The Canadian Arctic permafrost is thawing 70 years earlier than expected, a rate shocking a group of scientists who released the findings of their long-term study this month.
A research team affiliated with the University of Alaska Fairbanks observed three sites over a period of 13 years between 2003 and 2016, according to a brief of their findings. Researchers discovered that a series of unusually warm summers triggered the rapid thawing, which is occurring 150 to 240 percent above the average rate between 1979 to 2000.
Bill Cable, a co-author of the study and engineer at the Alfred Wegener Institute Helmholtz Centre for Polar and Marine Research in Germany, tells TIME that the primary purpose of the research was to gather baseline measurements in those areas that didn’t have any data regarding permafrost. While Cable didn’t join the project until 2008, he said that no one anticipated finding the results that they did.
“We were all quite surprised when we went back later and saw how the landscape had been transformed,” says Cable.
Throughout the duration of the study, Cable says the researchers would visit the site once every three years, accessing it via a Twin Otter propeller aircraft that is able to land without runways, which was necessary while conducting research in remote areas without commercial airports.
“The amount that the permafrost thawed isn’t surprising necessarily — we see this in other locations. What is surprising is the speed at which this happened, especially for an area that is very cold permafrost,” says Cable. “We found that this really isn’t as stable as we think it is.”
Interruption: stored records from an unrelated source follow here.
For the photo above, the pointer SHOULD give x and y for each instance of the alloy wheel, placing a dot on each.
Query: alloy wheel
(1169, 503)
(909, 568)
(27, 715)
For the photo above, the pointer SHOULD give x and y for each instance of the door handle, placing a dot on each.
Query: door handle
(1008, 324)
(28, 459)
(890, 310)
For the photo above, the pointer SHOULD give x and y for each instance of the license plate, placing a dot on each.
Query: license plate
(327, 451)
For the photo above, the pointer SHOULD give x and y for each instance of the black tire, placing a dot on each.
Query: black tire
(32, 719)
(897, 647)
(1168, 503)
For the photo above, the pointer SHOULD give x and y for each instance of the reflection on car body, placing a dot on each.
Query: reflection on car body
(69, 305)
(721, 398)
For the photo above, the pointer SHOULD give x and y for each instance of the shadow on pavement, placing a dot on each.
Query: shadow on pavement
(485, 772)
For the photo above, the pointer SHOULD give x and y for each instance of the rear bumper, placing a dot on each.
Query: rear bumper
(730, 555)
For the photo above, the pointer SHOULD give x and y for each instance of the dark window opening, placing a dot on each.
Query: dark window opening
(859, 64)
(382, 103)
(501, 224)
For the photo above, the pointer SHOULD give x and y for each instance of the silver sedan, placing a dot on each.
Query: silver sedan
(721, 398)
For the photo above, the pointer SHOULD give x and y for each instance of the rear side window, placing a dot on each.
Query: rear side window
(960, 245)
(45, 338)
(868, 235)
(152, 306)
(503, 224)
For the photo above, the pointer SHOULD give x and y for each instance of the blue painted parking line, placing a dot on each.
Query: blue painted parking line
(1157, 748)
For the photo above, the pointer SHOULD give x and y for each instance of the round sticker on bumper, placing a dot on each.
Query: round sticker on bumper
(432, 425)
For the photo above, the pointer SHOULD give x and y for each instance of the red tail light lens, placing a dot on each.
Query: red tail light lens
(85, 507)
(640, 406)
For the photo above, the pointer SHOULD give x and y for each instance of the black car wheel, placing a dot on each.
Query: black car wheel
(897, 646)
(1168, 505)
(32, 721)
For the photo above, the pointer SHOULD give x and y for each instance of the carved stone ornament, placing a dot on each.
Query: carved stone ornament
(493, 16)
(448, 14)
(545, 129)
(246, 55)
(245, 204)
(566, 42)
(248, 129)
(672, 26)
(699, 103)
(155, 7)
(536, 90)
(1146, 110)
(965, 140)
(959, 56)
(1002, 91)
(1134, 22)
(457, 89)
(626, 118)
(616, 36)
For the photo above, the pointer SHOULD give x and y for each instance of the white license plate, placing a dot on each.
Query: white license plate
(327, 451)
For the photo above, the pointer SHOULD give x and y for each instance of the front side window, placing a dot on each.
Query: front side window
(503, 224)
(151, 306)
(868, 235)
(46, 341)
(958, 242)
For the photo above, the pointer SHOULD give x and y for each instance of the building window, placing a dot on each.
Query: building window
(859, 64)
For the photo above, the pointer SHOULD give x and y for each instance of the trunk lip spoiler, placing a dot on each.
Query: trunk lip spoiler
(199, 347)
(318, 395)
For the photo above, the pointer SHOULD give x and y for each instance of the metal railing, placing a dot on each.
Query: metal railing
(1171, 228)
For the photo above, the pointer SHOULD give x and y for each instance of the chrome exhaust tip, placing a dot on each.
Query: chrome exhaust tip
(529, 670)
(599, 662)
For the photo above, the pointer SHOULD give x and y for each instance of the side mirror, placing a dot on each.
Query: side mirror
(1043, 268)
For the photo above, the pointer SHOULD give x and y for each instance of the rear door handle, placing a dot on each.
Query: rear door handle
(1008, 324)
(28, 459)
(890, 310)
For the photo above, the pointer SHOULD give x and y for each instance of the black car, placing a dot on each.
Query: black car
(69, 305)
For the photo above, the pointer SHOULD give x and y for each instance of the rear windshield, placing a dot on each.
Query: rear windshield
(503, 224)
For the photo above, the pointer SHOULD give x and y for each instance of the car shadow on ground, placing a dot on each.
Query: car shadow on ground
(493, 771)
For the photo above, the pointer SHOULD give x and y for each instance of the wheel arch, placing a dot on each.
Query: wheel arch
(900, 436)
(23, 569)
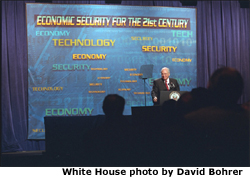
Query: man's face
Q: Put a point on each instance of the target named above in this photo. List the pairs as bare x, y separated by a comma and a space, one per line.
165, 74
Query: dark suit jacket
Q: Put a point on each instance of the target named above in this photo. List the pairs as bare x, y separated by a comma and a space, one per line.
159, 85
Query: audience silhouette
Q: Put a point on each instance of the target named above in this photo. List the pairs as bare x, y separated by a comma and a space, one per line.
205, 127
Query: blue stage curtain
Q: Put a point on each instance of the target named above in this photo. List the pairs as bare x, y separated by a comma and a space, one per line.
223, 39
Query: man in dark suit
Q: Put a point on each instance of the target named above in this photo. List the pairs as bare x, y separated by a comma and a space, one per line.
163, 83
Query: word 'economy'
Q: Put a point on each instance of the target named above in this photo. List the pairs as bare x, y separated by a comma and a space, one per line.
68, 111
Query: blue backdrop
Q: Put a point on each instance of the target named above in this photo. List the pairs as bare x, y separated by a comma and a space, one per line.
72, 66
222, 39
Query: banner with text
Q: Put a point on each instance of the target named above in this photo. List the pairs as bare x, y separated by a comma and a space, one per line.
78, 54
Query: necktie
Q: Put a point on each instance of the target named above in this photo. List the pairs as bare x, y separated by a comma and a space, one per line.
166, 83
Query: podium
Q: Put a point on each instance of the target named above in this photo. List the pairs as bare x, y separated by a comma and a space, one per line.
167, 95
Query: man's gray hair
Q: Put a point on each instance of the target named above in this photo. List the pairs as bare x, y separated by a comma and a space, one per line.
165, 68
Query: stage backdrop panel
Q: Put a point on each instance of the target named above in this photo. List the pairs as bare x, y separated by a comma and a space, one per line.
77, 54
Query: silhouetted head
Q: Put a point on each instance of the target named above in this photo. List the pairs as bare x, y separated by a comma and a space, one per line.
113, 105
165, 73
226, 85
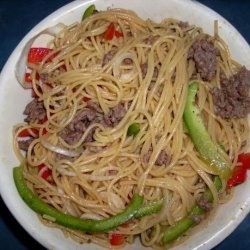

University of Alaska Fairbanks geophysics professor Vladimir E. Romanovsky told Reuters he was also shocked to see that land frozen for 1,000 or more years is thawing so quickly.
“It’s an indication that the climate is now warmer than at any time in the last 5,000 or more years,” he said.
This isn’t the first study to show the Earth’s climate changing faster than expected. A study published in January by the journal Science found that since the 1950s, ocean temperatures have increased much faster than previously anticipated by researchers.
Climate change has become an issue at the forefront for many in the upcoming 2020 presidential election. Former Vice President Joe Biden, former U.S. Rep. Beto O’Rourke, and Gov. Jay Inslee of Washington state are among the Democratic candidates who are touting climate change proposals on their campaign trails.
Cable, meanwhile, is skeptical that anything can be done to reverse the effects of what has already happened to the Canadian Arctic permafrost. However, he is hopeful that citizens of the world can make positive changes moving forward to protect the planet.
“I think this really requires a very large effort on a global scale,” he says. “Something that not just one government or one entity can can tackle.”